There were lots of hints that Steve Jobs was interested in changing the way we all access the internet on the devices he helped create. Back in 2011 there were reports that Apple considered developing its own network for the original iPhone that could potentially replace traditional carrier services using Wi-Fi spectrum. Before that rumours claimed Jobs was interested in Fon, a WiFi sharing service that encourages users to share wireless internet access with others. Today, Walt Mossberg from ReCode shares another story about Jobs’ interest in a world of shared Wi-Fi, describing a conversation between the two where Jobs shared his vision of making free Wi-Fi the norm:
The first iPhone had a lousy, sluggish, cellular-data network, but it also had a much faster data option: Wi-Fi. It even had a feature (still present, but much less touted) that popped up a list of nearby Wi-Fi networks on the screen, so you could always find one in range… But, he once told me, there was a big problem with that technique, one that he wanted to fix: Most of the Wi-Fi networks that popped up on his screen couldn’t be used, because they were secured with passwords. Jobs said he understood the need for security, but he was determined to figure out a way to make free, safe, Wi-Fi sharing from homes and small local businesses not only possible, but common.

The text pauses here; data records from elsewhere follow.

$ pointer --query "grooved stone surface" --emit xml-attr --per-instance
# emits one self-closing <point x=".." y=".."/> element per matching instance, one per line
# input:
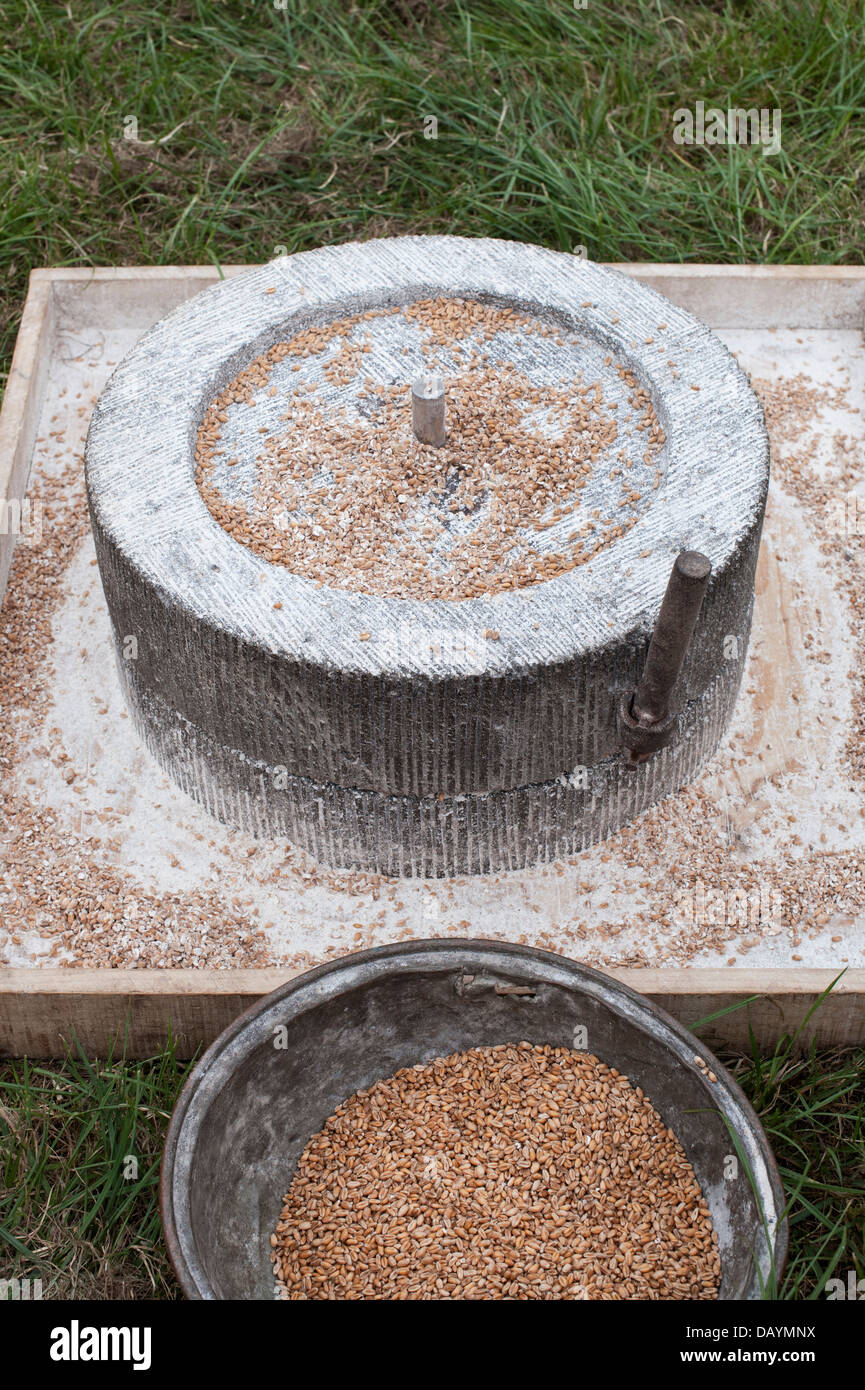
<point x="287" y="722"/>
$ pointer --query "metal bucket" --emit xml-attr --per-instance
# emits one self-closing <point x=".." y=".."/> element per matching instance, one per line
<point x="267" y="1084"/>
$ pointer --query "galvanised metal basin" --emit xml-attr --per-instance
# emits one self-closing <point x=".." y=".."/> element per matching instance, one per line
<point x="267" y="1084"/>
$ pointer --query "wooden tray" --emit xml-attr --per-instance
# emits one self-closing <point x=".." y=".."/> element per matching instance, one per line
<point x="41" y="1007"/>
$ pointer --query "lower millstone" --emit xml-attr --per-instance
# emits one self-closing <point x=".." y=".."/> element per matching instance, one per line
<point x="430" y="836"/>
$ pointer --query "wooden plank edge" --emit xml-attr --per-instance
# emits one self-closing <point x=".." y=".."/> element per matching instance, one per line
<point x="21" y="410"/>
<point x="43" y="1009"/>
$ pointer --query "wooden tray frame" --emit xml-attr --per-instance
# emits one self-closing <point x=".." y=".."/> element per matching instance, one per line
<point x="43" y="1009"/>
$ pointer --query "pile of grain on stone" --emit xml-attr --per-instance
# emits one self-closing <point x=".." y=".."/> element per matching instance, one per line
<point x="502" y="1172"/>
<point x="348" y="496"/>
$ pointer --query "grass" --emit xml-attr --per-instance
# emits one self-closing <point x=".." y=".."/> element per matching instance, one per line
<point x="200" y="132"/>
<point x="78" y="1215"/>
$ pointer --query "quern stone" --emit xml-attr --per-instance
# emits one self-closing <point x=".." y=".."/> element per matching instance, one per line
<point x="398" y="734"/>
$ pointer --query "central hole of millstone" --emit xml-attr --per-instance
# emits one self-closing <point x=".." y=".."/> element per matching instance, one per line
<point x="552" y="451"/>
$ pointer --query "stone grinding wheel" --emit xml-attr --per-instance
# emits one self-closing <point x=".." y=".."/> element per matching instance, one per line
<point x="399" y="734"/>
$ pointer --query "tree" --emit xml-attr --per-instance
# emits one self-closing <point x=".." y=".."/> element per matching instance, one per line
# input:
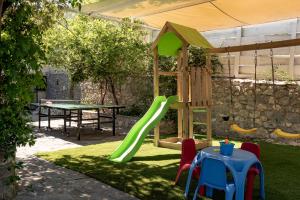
<point x="98" y="50"/>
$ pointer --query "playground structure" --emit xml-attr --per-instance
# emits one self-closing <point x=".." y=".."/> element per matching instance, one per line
<point x="194" y="87"/>
<point x="194" y="92"/>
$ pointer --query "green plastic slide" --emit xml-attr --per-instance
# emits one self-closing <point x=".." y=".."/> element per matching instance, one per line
<point x="134" y="139"/>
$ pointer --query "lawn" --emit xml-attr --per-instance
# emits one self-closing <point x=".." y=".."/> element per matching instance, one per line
<point x="151" y="173"/>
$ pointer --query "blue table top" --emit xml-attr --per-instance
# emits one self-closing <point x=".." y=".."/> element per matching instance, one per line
<point x="238" y="160"/>
<point x="239" y="163"/>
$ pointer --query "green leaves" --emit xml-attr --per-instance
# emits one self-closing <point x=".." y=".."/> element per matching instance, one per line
<point x="21" y="59"/>
<point x="98" y="50"/>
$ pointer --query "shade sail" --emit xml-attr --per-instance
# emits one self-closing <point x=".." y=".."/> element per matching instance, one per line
<point x="202" y="15"/>
<point x="172" y="37"/>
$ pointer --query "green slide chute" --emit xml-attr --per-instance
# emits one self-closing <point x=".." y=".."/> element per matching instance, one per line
<point x="134" y="139"/>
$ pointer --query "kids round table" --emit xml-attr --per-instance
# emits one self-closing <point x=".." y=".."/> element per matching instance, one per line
<point x="239" y="163"/>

Mossberg also claims that Jobs planned to “get other companies involved, in a sort of consortium” to make his vision a reality. The plan, according to the report, was to get manufacturers building wireless routers to build-in an option for a shared, guest network walled off from the user’s personal home network. “Then, he hoped that the industry would encourage people to share their bandwidth with strangers via these guest networks. That way, a smartphone user could walk around, moving from one Wi-Fi hotspot to another, without logging in — much like people using cellular data move from one cell tower to another.”
The report notes that Apple and others have since built in a guest network option into their wireless routers, but that it’s unclear if that came as part of Jobs’ push for the feature or how far along he actually came in developing his idea.